Concernant les ressources humaines, le personnel scientifique et technique dont dispose le Maroc approche aujourd’hui les 20 000. 10 748 sont des enseignants-chercheurs qui exercent dans les universités, 4 020 travaillent dans les établissements publics de recherche (comme le LPEE, l’INRH, l’Institut Pasteur, etc.), 4 000 dans les établissements publics de formation des cadres et seulement 303 dans les établissements privés d’enseignement supérieur. Il y aurait à ce compte, au Maroc, 6 chercheurs pour 10 000 habitants, quand Israël (encore lui) dispose de 140 chercheurs pour 10 000 habitants, les USA 83 et le Japon 80.
Sur le volet production scientifique, le Maroc, qui occupait la troisième place en Afrique en 2001, devançant l’Afrique du Sud et l’Egypte, se retrouve en sixième position en 2006, dépassé par la Tunisie et le Nigeria (à titre d’exemple). Mais, petite consolation, en terme de qualité de sa production, le Maroc fait mieux que ces deux derniers pays, puisqu’il est le plus cité dans les publications étrangères, à en croire le département de la recherche scientifique.
Quant à l’aspect innovation, le nombre de brevets déposés au Maroc entre 2000 et 2004 a atteint 2 154. Sur ce total, les brevets d’origine marocaine ne représentent que 28,5% ; le reste est partagé entre les brevets déposés par des sociétés européennes implantées au Maroc (71,2%) et les Américains (0,3%).
La réforme de l’université : quel impact sur la recherche ?
Ce qui est frappant dans les brevets d’origine marocaine, c’est qu’ils sont à 92% le fait de personnes physiques, c’est-à-dire d’efforts individuels accomplis en dehors des structures économiques ou scientifiques. En revanche, les brevets déposés au Maroc par les Européens proviennent en totalité des entreprises.
Les causes à l’origine de la faiblesse de la R&D au Maroc sont évidemment nombreuses (voir ci-dessus, entretien avec Mohamed Boussetta), il reste qu’une interrogation taraude nombre d’enseignants-chercheurs : la réforme de l’enseignement supérieur de 2001 a-t-elle donné un coup d’accélérateur à la recherche scientifique, ou, au contraire, un coup de frein ? Si, sur le volet financement, cette réforme a instauré une autonomie des universités qui leur permet de gérer leur budget et de trouver d’autres sources de revenus à travers des partenariats, par exemple, sur la stricte et néanmoins importante question de la formation en post-graduation, certains s’interrogent encore sur la viabilité du nouveau système ; du moins au plan de la recherche scientifique.

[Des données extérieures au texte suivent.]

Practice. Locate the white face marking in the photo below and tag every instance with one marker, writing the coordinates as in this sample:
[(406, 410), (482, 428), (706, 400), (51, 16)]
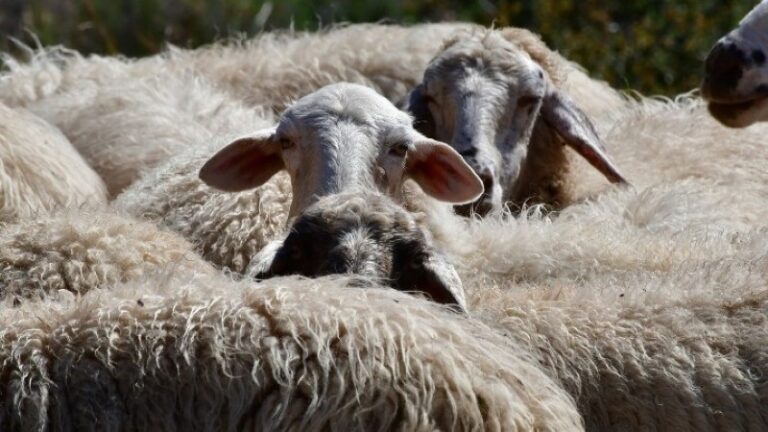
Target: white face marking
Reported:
[(736, 80), (484, 95)]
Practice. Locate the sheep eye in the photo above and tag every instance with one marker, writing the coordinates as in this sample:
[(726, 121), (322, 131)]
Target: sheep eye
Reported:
[(286, 143), (399, 149)]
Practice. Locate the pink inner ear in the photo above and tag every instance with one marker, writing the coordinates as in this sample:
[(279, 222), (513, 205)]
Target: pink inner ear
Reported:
[(240, 167)]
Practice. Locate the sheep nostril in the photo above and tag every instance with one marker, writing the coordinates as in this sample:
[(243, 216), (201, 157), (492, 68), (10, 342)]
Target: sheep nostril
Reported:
[(487, 178)]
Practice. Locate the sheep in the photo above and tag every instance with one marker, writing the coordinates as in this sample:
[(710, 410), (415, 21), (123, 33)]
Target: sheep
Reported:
[(368, 235), (646, 303), (276, 68), (684, 351), (79, 251), (736, 74), (171, 353), (342, 136), (82, 96), (494, 102), (124, 128), (39, 169)]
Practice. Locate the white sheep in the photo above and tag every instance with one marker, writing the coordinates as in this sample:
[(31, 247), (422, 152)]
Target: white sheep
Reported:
[(490, 95), (79, 251), (682, 351), (208, 354), (366, 234), (278, 67), (736, 72), (128, 126), (340, 137), (39, 169)]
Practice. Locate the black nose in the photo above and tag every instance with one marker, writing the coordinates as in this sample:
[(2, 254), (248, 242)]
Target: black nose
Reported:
[(723, 69), (487, 178)]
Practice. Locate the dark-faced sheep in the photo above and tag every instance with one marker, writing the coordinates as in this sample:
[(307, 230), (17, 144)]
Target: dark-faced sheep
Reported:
[(496, 104), (736, 72), (341, 137), (39, 169), (368, 235)]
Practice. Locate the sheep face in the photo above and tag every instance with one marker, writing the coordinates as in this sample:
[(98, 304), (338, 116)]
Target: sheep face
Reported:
[(364, 234), (483, 95), (340, 137), (736, 72)]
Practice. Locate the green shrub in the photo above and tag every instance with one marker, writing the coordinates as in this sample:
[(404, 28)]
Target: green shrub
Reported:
[(653, 46)]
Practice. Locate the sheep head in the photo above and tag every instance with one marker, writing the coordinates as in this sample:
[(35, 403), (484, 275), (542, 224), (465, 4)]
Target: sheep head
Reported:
[(340, 137), (484, 95), (365, 234), (736, 72)]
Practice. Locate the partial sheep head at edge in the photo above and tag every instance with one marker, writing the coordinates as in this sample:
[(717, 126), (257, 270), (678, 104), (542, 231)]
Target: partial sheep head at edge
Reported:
[(364, 234), (736, 72), (343, 136), (486, 97)]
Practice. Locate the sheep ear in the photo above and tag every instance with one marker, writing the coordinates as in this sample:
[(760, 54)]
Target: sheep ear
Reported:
[(422, 117), (246, 163), (430, 273), (573, 125), (442, 173)]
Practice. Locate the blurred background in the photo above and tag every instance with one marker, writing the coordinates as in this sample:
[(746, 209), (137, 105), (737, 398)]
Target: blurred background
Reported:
[(654, 46)]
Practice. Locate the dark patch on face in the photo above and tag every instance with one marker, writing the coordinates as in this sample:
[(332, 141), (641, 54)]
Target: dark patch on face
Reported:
[(724, 68), (392, 240), (758, 57)]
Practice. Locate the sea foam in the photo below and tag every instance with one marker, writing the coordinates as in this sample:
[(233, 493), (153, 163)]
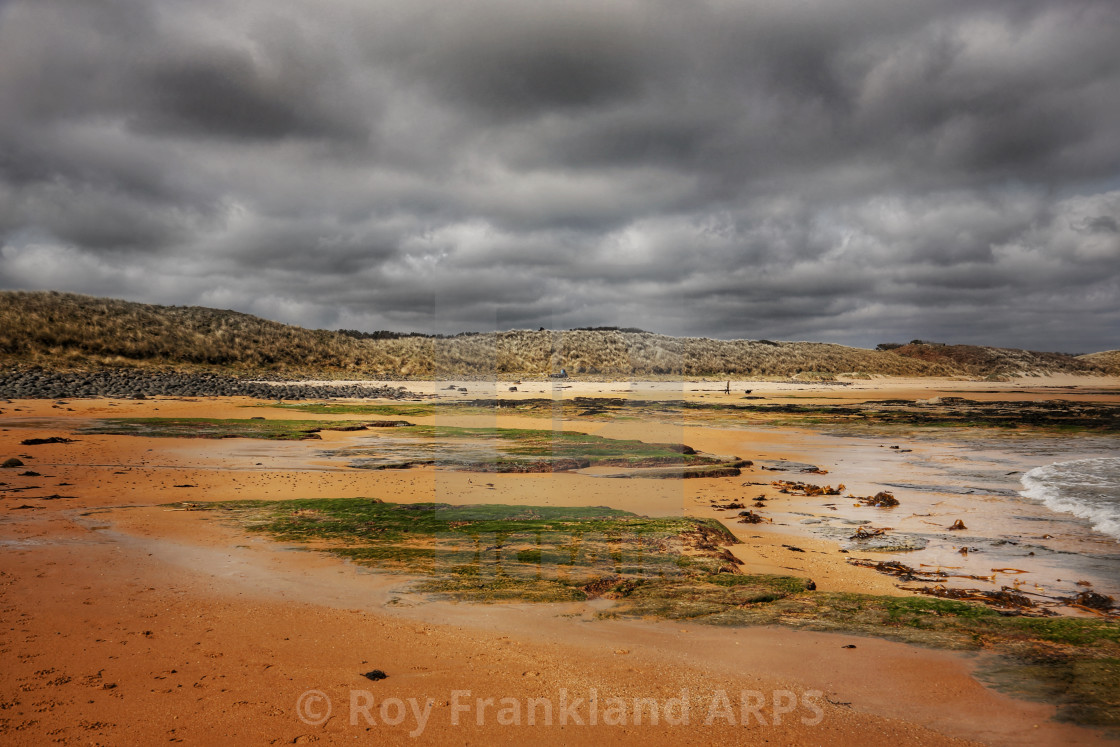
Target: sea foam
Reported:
[(1089, 488)]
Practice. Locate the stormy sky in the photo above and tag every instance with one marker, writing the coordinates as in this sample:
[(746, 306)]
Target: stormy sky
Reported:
[(854, 171)]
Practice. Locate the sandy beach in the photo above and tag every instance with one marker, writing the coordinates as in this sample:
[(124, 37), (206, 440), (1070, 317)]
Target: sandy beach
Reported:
[(126, 619)]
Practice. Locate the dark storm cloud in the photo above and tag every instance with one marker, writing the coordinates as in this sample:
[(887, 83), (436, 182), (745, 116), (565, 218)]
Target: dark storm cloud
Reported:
[(852, 171)]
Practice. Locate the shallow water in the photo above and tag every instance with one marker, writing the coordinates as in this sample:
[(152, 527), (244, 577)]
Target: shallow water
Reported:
[(1088, 488)]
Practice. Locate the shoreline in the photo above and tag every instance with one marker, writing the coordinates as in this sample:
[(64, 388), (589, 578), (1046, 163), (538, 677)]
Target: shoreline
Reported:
[(216, 572)]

En permettant aux titulaires du DEA (diplôme des études approfondies, devenu DESA) d’accéder directement à l’échelle 11, les étudiants, note un professeur, ne sont plus intéressés par l’obtention du doctorat, donc la poursuite de la recherche, puisque, de toute façon, même s’ils obtiennent ce fameux doctorat, ils seront toujours classés à l’échelle 11. «Du coup, les étudiants ont tendance à quitter l’université sitôt le DESA en poche pour venir grossir les rangs des demandeurs d’emploi dans la Fonction publique, devant le Parlement», confie ce professeur.
En réalité, si la carrière universitaire, donc de recherche, était mieux rétribuée, sans doute qu’elle serait plus attractive. Ce n’est pas un hasard si l’Inde a atteint le niveau technologique qui est le sien aujourd’hui : le pays de Ghandi, par sa politique d’encouragement de la recherche scientifique, a réussi à faire revenir ses chercheurs établis notamment aux Etats-Unis et en Grande-Bretagne où, pourtant, les incitations ne manquent pas.